Equity calculation

Question

Flop = T♥ 7♥ 6♥

Player 1 = 4♠ 3♥

Player 2 = 5♥ 2♠

Whats the equity of Player 1 on this flop ?

Equity calculators give it 43.54% (18.5% for tie and 25.04% for win). No matter how hard i tried to break it down on simple probabilities and try to reach to the win equity of 25% i failed, closest i got was at 25.55% with rather spooky and most probably incorrect use of maths.

Here is my best try:

• Player 1 wins IF 4 or 3 or 5 comes (not 4h) on turn or river AND avoid a heart on river AND avoid both 4 AND 3or8 on turn and river.

This breaks down in 3 probabilities: PA = 4 or 3 or 5 comes on turn or river (not 4h) = 8outs = 8/45 + 8/44 - 8*8/(45*44) = 32.73%

PB = not a heart on river = 1-8/44 = 0.8182

PA * PB = 26.777 % So this is presumably the probability that one of the 8 outs comes for Player 1 and avoids a heart on the river (now why to avoid a heart only on river i really dont know so thats why i think the calculation is not correct, but that was the only way to reach close to 25% if both turn and river were asked for i was getting a Probability of win close to 21% only)

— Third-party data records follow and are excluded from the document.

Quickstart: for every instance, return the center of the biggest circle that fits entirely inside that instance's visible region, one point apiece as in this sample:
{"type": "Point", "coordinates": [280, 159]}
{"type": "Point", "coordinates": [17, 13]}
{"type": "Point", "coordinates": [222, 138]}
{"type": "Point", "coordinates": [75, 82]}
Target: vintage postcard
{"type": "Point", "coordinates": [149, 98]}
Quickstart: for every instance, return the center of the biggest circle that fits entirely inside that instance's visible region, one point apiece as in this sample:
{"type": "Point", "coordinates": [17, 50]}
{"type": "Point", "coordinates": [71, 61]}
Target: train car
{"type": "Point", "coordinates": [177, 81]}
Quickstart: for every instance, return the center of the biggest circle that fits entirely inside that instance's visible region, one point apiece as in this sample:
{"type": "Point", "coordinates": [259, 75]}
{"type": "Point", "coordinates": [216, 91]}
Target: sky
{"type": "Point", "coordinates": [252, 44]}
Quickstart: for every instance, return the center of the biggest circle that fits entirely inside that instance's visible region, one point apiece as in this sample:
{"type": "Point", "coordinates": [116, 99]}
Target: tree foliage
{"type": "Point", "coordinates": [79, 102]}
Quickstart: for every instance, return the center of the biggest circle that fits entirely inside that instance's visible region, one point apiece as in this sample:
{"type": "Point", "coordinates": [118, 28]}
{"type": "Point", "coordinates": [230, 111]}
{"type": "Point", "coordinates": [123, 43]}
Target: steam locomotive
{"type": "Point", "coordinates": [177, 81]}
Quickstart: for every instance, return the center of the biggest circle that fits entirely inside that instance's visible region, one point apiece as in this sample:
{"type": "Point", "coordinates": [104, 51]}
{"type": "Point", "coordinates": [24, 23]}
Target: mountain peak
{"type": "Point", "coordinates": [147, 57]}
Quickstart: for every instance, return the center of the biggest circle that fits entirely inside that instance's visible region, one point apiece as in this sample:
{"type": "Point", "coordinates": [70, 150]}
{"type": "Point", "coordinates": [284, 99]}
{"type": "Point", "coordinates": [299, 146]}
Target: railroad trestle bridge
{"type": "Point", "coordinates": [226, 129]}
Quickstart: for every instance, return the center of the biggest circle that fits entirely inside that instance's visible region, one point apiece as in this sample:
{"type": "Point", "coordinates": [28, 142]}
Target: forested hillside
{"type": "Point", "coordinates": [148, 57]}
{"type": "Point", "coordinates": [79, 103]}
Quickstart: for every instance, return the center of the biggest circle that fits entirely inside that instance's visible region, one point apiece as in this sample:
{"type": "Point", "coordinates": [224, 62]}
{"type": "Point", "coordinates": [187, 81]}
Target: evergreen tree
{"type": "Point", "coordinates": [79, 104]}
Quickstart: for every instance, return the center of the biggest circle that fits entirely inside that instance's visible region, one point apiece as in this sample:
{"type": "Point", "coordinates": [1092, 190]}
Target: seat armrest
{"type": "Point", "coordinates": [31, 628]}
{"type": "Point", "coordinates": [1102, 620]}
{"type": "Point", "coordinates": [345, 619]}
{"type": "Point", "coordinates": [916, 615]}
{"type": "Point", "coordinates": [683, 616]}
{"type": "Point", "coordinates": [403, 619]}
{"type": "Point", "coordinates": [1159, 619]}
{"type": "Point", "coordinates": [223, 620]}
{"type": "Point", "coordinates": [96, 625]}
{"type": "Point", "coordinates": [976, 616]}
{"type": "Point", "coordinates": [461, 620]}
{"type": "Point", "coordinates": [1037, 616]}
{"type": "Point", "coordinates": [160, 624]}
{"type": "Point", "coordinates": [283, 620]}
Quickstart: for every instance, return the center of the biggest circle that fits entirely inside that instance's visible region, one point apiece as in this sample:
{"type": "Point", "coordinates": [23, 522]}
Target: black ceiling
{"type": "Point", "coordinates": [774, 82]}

PC = turn or river 4 AND 3or8 ( not 8h) That was another problematic probability that i was not sure how to handle. The way i decided to handle it is the following:

• 8outs on turn and IF 8 or 3 then 2outs on river, or-else if 4 on turn 6 outs on river

PC =(8/45) X [(6/8)X(2/44)+(2/8)X(6/44)] = 0.01212

Hence Pwin of player 1 = PA*PB-PC = 26.777-1.212 = 25.56%

Is this correct ? Most probably not. What am i missing ? What would be an easy way to calculate correctly this?

Answer 1

You should break it into disjoint (non-overlapping) cases, and find the probability that you win with each case, and then add them up:

Case 1. Heart on turn

Occurs 8/45 times and your probability of winning is 0

Case 2. 8 (not heart) on turn

Occurs 3/45 times and your probability of winning is 6/44 (three 3's and three 5's)

Case 3. 5 on turn

Occurs 3/45 times and your probability of winning is 36/44 (Any non heart)

Case 4. 4c or 4d on turn

Occurs 2/45 times and your probability of winning is 30/44 (No heart, 8, or 3)

Case 5. 3 on turn

Occurs 3/45 times and your probability of winning is 34/44 (no heart or 4c or 4d)

Case 6. Not a heart, 8, 5, 4, or 3

Occurs 26/45 times and your probability of winning is 8/44 (hit one of your eight outs on the river)

Overall probability of winning:

 8/45 *  0    + 
 3/45 *  6/44 +
 3/45 * 36/44 +
 2/45 * 30/44 +
 3/45 * 34/44 +
26/45 *  8/44 = 0.25050505

The left column should add up to 1, since each case is disjoint and we've covered every case. The overall probability is 25.05%. I'm not sure why you're calculator said 25.04%, but I've verified that 25.05% is the correct win%. Perhaps you were using a monte carlo method or it simply had a rounding error.

The way to come up with all these cases on your own, is to start small, say by only considering two cases.

Case 1. 5 on turn

3/45 * 36/44

Case 2. Anything else

42/45 * X 

X is hard to calculate, so we should divide this case into more cases, maybe we'll add a 3 on turn case next. Then repeat, adding cases, until each case has a simple to compute probability of winning. You could do this whole procedure in a similar way to calculate your probability of a tie, and then use win% + tie%/2 (assuming only two players) to calculate your actual equity.